# Questions about Argentina



## LtBk (Jul 27, 2004)

Argentina is one of the countries that I'm interested in traveling in the future and I have some questions for people who live there to clear up possible misconceptions:
1.What's customer service like over there? I heard its poor.
2.I heard that Argentinians have the tendency to increase prices when there is low demand for products and services. Is this true?
3.What's the murder rate now?
4.Are the people rude and lack civic manners over there?


----------



## WrathChild (Aug 4, 2007)

1-Customer service? IDK, I find it rather normal, haven't heard a complaint of any tourist.
2-I didn't undertstand that, sorry, but are you just visiting or coming to live here for some time?
3-I don't know, but overall the country is safe. Buenos Aires is the least safe, because of its population, but you won't have a problem as long as you don't get into tough areas, just like anywhere else in the world. You see tourists everywhere in the centre 24/7 and they don't seem to have any problem.
4-As far as driving goes I'd say yes, It's insane. Don't cross the street unless it's in red. Most drivers won't stop, you're warned  Other than that no. 
Have a look here If you want opinions of someone that is or has been here http://www.travelblog.org/South-America/Argentina/blogs-page-1.html

Cheers


----------



## LtBk (Jul 27, 2004)

> 2-I didn't undertstand that, sorry, but are you just visiting or coming to live here for some time?


Just a short visit, like 4-5 days or more.


----------



## kazetuner (Jan 27, 2008)

LtBk said:


> 2.I heard that Argentinians have the tendency to increase prices when there is low demand for products and services. Is this true?


emm.. i think that doesnt make any sense...


----------



## Fedes9000 (Jun 18, 2007)

LtBk said:


> 3.What's the murder rate now?


According to official figures, the homicide rate is about 5 to 6 murders per 100000 people.


----------



## christoph (Jul 4, 2005)

Next Thursday I will be travelling from Germany to Buenos Aires. I'll stay for 6 months and I am really excited. Maybe someone could tell me secret must see spots. (in BsAs and in Argentina)


----------



## patosgbr (May 21, 2008)

christoph said:


> Next Thursday I will be travelling from Germany to Buenos Aires. I'll stay for 6 months and I am really excited. Maybe someone could tell me secret must see spots. (in BsAs and in Argentina)

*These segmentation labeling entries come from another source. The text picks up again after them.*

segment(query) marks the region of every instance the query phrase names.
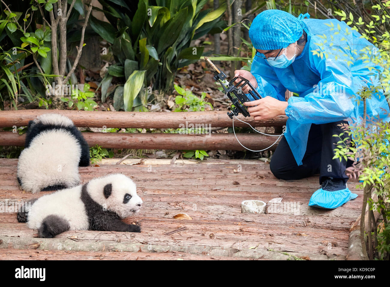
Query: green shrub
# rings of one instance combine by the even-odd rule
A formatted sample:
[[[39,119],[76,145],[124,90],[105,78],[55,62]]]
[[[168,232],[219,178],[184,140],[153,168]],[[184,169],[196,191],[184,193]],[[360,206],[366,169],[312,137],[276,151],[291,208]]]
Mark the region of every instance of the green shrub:
[[[122,101],[126,111],[146,106],[152,86],[160,92],[170,90],[177,70],[199,60],[203,52],[203,46],[190,46],[191,41],[220,26],[226,9],[222,5],[202,10],[207,0],[99,0],[110,23],[91,16],[90,23],[112,45],[116,62],[102,81],[102,101],[113,77],[124,77],[114,104]]]

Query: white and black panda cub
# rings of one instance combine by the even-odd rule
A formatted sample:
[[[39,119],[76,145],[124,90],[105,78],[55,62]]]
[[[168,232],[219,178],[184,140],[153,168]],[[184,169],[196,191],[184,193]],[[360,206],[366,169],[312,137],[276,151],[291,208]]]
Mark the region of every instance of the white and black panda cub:
[[[17,218],[37,229],[39,237],[70,230],[141,232],[139,225],[121,220],[138,212],[142,204],[135,184],[124,175],[94,178],[32,201],[30,210],[20,210]]]
[[[89,148],[71,119],[45,114],[28,123],[25,148],[18,163],[18,180],[36,193],[75,186],[78,166],[89,165]]]

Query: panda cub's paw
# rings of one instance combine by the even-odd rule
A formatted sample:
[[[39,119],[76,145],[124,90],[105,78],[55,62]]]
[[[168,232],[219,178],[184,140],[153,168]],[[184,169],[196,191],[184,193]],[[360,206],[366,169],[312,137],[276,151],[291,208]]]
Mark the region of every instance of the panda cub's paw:
[[[31,205],[38,198],[32,199],[29,201],[24,203],[21,206],[19,207],[16,215],[16,218],[18,222],[27,222],[28,217],[28,211],[31,207]]]
[[[18,222],[27,222],[27,215],[28,212],[18,212],[16,216]]]
[[[128,231],[129,232],[140,232],[141,225],[130,224],[129,225],[129,228]]]

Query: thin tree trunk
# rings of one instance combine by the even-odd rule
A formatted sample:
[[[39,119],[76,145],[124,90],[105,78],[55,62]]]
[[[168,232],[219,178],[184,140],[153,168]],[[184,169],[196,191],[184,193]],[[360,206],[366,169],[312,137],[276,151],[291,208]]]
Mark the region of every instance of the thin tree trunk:
[[[232,53],[235,57],[239,56],[239,48],[241,44],[241,24],[240,22],[242,20],[242,0],[235,0],[233,3],[232,9],[232,16],[233,23],[238,23],[232,27],[233,34]],[[234,71],[241,68],[239,61],[232,62],[230,77],[234,76]]]
[[[245,4],[245,13],[247,13],[248,11],[250,11],[250,9],[252,8],[252,0],[246,0]],[[249,15],[248,17],[249,21],[250,21],[251,23],[253,21],[253,19],[254,18],[253,14]],[[247,23],[247,21],[246,22],[246,23]],[[249,31],[246,29],[244,29],[244,38],[247,41],[250,40],[249,38]]]
[[[368,230],[367,230],[367,242],[368,243],[368,250],[369,250],[369,258],[370,258],[370,260],[372,260],[372,239],[371,238],[371,223],[372,223],[372,217],[371,217],[371,212],[372,210],[370,210],[370,207],[371,203],[370,201],[368,200],[371,198],[372,190],[370,190],[369,192],[368,196],[367,196],[367,201],[368,201]],[[372,214],[374,214],[373,213]]]
[[[227,25],[230,27],[232,25],[232,7],[230,6],[230,0],[226,0],[226,4],[227,4]],[[227,30],[227,55],[230,55],[230,50],[233,47],[233,30],[231,28]],[[230,75],[230,76],[232,77],[234,75]]]
[[[367,184],[363,189],[363,207],[362,208],[362,215],[360,217],[360,242],[362,243],[362,248],[363,255],[364,257],[368,259],[367,256],[367,246],[364,241],[364,216],[365,214],[366,205],[367,204],[367,198],[368,193],[371,190],[372,186],[371,184]]]

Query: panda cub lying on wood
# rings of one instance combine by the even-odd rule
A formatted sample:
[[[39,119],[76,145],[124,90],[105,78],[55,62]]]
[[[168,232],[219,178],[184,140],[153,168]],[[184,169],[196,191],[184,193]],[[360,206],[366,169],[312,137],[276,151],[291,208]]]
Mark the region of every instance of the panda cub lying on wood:
[[[70,119],[45,114],[28,122],[18,180],[33,193],[78,185],[78,167],[89,165],[89,148]]]
[[[141,232],[139,225],[121,220],[138,212],[142,203],[135,184],[124,175],[94,178],[32,201],[30,210],[20,209],[18,221],[37,229],[39,237],[70,230]]]

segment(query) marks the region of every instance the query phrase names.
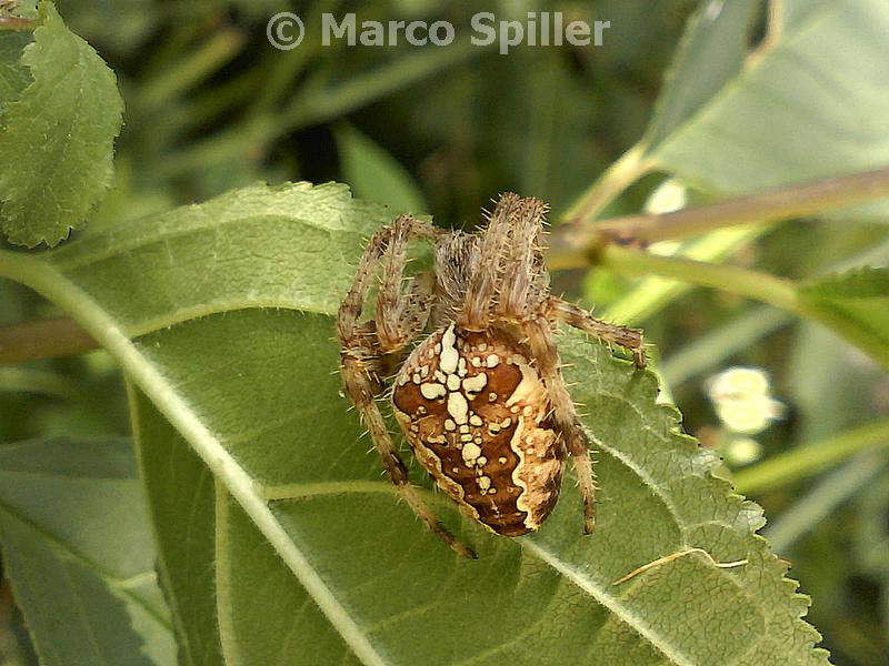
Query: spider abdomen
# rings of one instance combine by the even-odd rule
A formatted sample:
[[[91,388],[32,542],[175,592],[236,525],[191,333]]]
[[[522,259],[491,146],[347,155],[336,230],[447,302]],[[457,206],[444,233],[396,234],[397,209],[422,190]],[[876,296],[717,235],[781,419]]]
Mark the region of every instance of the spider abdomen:
[[[413,350],[392,392],[426,471],[472,517],[507,536],[537,529],[561,486],[562,441],[529,359],[507,331],[450,324]]]

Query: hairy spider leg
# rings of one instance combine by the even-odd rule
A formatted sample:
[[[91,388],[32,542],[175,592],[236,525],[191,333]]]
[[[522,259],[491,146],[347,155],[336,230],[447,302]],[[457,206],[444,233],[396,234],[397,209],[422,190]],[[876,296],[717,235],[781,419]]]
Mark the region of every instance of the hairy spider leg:
[[[377,294],[374,321],[380,350],[391,354],[404,349],[426,327],[432,304],[434,280],[411,278],[404,285],[408,241],[434,240],[438,231],[410,215],[400,215],[390,226],[382,255],[382,282]]]
[[[429,528],[443,539],[455,552],[463,557],[475,559],[476,554],[462,545],[457,538],[439,522],[436,514],[423,502],[416,487],[410,484],[408,472],[404,463],[398,455],[398,450],[392,443],[392,437],[389,430],[386,427],[386,422],[382,417],[379,406],[377,405],[377,389],[379,382],[374,376],[374,370],[378,367],[379,356],[382,353],[380,347],[373,342],[371,335],[368,334],[368,326],[358,324],[358,319],[361,316],[361,311],[367,300],[368,292],[370,291],[371,281],[374,274],[376,265],[383,256],[391,252],[397,259],[403,253],[403,245],[407,244],[410,236],[418,235],[421,238],[430,238],[434,234],[434,230],[428,225],[421,225],[417,220],[410,216],[401,216],[389,226],[380,229],[370,239],[364,254],[358,264],[354,281],[349,292],[340,305],[338,314],[338,334],[342,354],[340,359],[340,372],[342,373],[346,392],[349,394],[356,408],[361,414],[362,420],[368,425],[370,437],[373,446],[380,456],[383,468],[388,474],[390,481],[396,486],[400,497],[402,497],[413,513],[422,519]],[[401,248],[393,246],[401,245]],[[401,273],[403,271],[404,262],[394,276],[384,275],[382,290],[391,289],[391,285],[399,285]],[[394,282],[392,282],[394,280]],[[387,281],[389,286],[387,287]],[[381,291],[382,291],[381,290]],[[418,302],[420,300],[418,299]],[[428,299],[422,301],[428,309]],[[412,307],[419,307],[413,305]],[[423,324],[426,319],[414,310],[410,309],[411,316],[419,316],[422,319]],[[383,306],[377,309],[378,317],[388,316],[390,309]],[[428,315],[428,313],[427,313]],[[408,324],[410,326],[410,324]],[[379,321],[377,322],[379,329]],[[396,329],[398,333],[398,329]],[[406,341],[403,344],[407,344]],[[394,344],[396,341],[390,339],[389,344]],[[402,345],[403,346],[403,345]],[[397,351],[392,349],[391,351]]]
[[[565,377],[559,370],[559,352],[552,332],[553,323],[546,315],[539,315],[533,320],[522,322],[520,326],[522,333],[528,337],[540,379],[547,386],[556,427],[561,432],[575,464],[583,498],[583,532],[589,534],[596,523],[596,483],[590,461],[589,438],[583,432]]]
[[[491,304],[498,319],[527,320],[539,311],[547,296],[549,274],[541,248],[546,212],[542,201],[529,196],[511,208],[509,219],[495,214],[492,225],[503,224],[509,234],[501,254],[497,302]]]
[[[547,299],[547,311],[550,319],[565,322],[575,329],[580,329],[599,340],[605,340],[609,344],[622,346],[632,353],[637,367],[646,366],[646,350],[641,331],[603,322],[582,307],[567,303],[556,296]]]
[[[469,280],[457,325],[467,331],[485,331],[491,324],[491,306],[501,284],[503,258],[512,242],[512,225],[522,208],[522,198],[507,192],[491,213],[479,248],[478,269]]]

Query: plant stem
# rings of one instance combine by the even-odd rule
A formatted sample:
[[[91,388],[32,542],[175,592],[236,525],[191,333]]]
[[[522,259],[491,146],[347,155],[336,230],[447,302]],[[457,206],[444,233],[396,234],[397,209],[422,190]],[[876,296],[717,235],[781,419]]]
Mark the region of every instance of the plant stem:
[[[0,363],[72,356],[98,346],[89,333],[68,317],[0,327]]]
[[[712,264],[690,259],[661,256],[641,250],[608,245],[599,252],[601,266],[626,275],[661,275],[700,286],[771,303],[781,310],[799,312],[795,285],[789,280],[740,266]]]
[[[642,243],[685,239],[726,226],[780,222],[889,196],[889,168],[802,183],[710,205],[657,215],[630,215],[587,224],[568,212],[569,224],[552,235],[548,260],[559,268],[588,265],[590,250],[612,239]]]
[[[770,457],[735,474],[739,493],[783,487],[832,467],[859,451],[889,446],[889,418]]]

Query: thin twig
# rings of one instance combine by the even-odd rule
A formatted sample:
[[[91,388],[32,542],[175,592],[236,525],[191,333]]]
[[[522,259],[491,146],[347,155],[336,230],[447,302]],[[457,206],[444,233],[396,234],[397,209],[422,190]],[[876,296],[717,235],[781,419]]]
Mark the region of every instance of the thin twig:
[[[580,218],[557,228],[547,261],[552,270],[589,266],[603,245],[685,239],[727,226],[779,222],[889,196],[889,168],[739,196],[673,213],[630,215],[588,224]]]
[[[0,327],[0,363],[72,356],[99,344],[68,317],[33,320]]]

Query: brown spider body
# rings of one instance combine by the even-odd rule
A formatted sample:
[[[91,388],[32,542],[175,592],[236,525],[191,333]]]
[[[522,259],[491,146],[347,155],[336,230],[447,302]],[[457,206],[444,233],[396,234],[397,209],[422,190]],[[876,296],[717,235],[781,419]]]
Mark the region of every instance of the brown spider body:
[[[482,525],[520,536],[552,511],[563,443],[515,336],[455,324],[437,331],[401,366],[392,406],[417,460]]]
[[[549,293],[542,254],[546,206],[500,198],[487,229],[446,232],[401,215],[370,240],[337,321],[340,372],[401,497],[455,551],[475,557],[436,518],[387,430],[376,397],[396,373],[392,408],[416,457],[436,483],[489,529],[519,536],[552,511],[565,452],[571,454],[593,525],[589,440],[559,370],[557,322],[632,351],[645,365],[641,334],[592,317]],[[404,280],[411,239],[434,245],[434,272]],[[373,320],[359,322],[377,264]],[[431,330],[424,336],[423,332]]]

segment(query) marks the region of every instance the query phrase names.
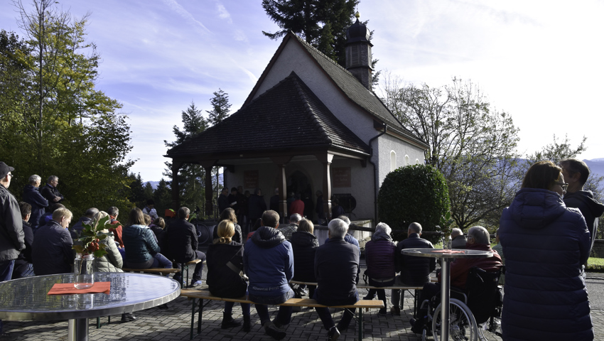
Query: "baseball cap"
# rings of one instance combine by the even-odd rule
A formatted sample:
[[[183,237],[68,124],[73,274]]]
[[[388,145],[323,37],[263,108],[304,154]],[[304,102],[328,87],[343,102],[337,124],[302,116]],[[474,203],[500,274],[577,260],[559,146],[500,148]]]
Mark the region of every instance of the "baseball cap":
[[[14,170],[15,168],[9,166],[2,161],[0,161],[0,178],[4,178],[9,172],[12,172]]]

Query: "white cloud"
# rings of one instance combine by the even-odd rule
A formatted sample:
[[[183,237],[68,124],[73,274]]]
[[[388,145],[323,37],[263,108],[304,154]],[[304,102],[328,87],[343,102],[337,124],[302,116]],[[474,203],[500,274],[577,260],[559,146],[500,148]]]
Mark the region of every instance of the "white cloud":
[[[203,30],[207,33],[210,33],[210,30],[207,29],[205,26],[201,23],[200,21],[196,20],[195,17],[189,13],[186,9],[184,9],[182,6],[180,6],[176,0],[162,0],[162,1],[168,5],[173,11],[178,13],[180,16],[183,17],[185,21],[187,21],[189,23],[193,24],[196,27],[200,27],[203,28]]]
[[[227,22],[229,23],[233,23],[232,19],[231,19],[231,14],[227,11],[227,9],[220,4],[218,3],[216,4],[216,9],[218,11],[218,18],[221,19],[227,19]]]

If you want to visit other than the popular places of our country, you can go to a very little place called Caviahue. It´s near Copahue volcano (in activity), where there is a small center of ski, and near the Caviahue lake. It´s a long trip; You can arrive there from Buenos Aires by bus (Via Bariloche) to Neuquen, and there you have to take the "Cono Sur" bus to Caviahue. 
Here some photos 
































I have stayed there in summer, in a place called COpahue, 18 km from Caviahue, where there you can have thermal baths, but in winter you only can arrive there in motoski or in a special vehicle, because of the snow...
But you have a lot of places like Iguazu Falls, Salta, Jujuy, BAriloche, Ushuaia, Calafate, Puerto Madryn, Mar del Plata...


----------



## christoph (Jul 4, 2005)

Gracias. Parece heromoso. Quedaréme hasta deciembre en la capital federal pero despuús tengo dos meses viajar por el país. Lo me interesa lo más es el sur, es decir patagonia, tierra del fuego y tal. Espero que encontraré gente para viajar conmigo.

un salud.


----------



## fordinews (Jul 22, 2008)

patosgbr said:


> If you want to visit other than the popular places of our country, you can go to a very little place called Caviahue. It´s near Copahue volcano (in activity), where there is a small center of ski, and near the Caviahue lake. It´s a long trip; You can arrive there from Buenos Aires by bus (Via Bariloche) to Neuquen, and there you have to take the "Cono Sur" bus to Caviahue.
> Here some photos
> 
> 
> ...


Che... qué lugar!!! siendo 'vecino' nunca había escuchado hablar de ese sitio...
Argentina tiene lugares increíbles que nadie conoce...


----------



## elbart089 (Nov 18, 2007)

christoph said:


> Gracias. Parece heromoso. Quedaréme hasta deciembre en la capital federal pero despuús tengo dos meses viajar por el país. Lo me interesa lo más es el sur, es decir patagonia, tierra del fuego y tal. Espero que encontraré gente para viajar conmigo.
> 
> un salud.


Your Spanish is pretty good, just some minor corrections:

Gracias. Me parece hermoso, me quedaré hasta deciembre en la capital federal pero despues tengo dos meses viajar por el país. Lo que me interesa más es el sur, es decir la patagonia, tierra del fuego y de mas. Espero que encuentre gente para viajar conmigo.

Un saludo. Cheers.


----------



## Limeñito (Mar 13, 2007)

I think what he wanted to say is:

Gracias. Me parece hermoso; me quedaré hasta diciembre en la Capital Federal, pero después tengo dos meses para viajar por el país. Lo que me interesa lo más es el sur, es decir, la Patagonia, la Tierra del fuego y alrededores (y demás). Espero encontrar gente para viajar conmigo.


Anyway. Good luck. Argentina is a great, big and beautiful country; you'll find all what you want.

un salud.


----------



## eklips (Mar 29, 2005)

I'll probably be visiting the country in december or january :banana:


----------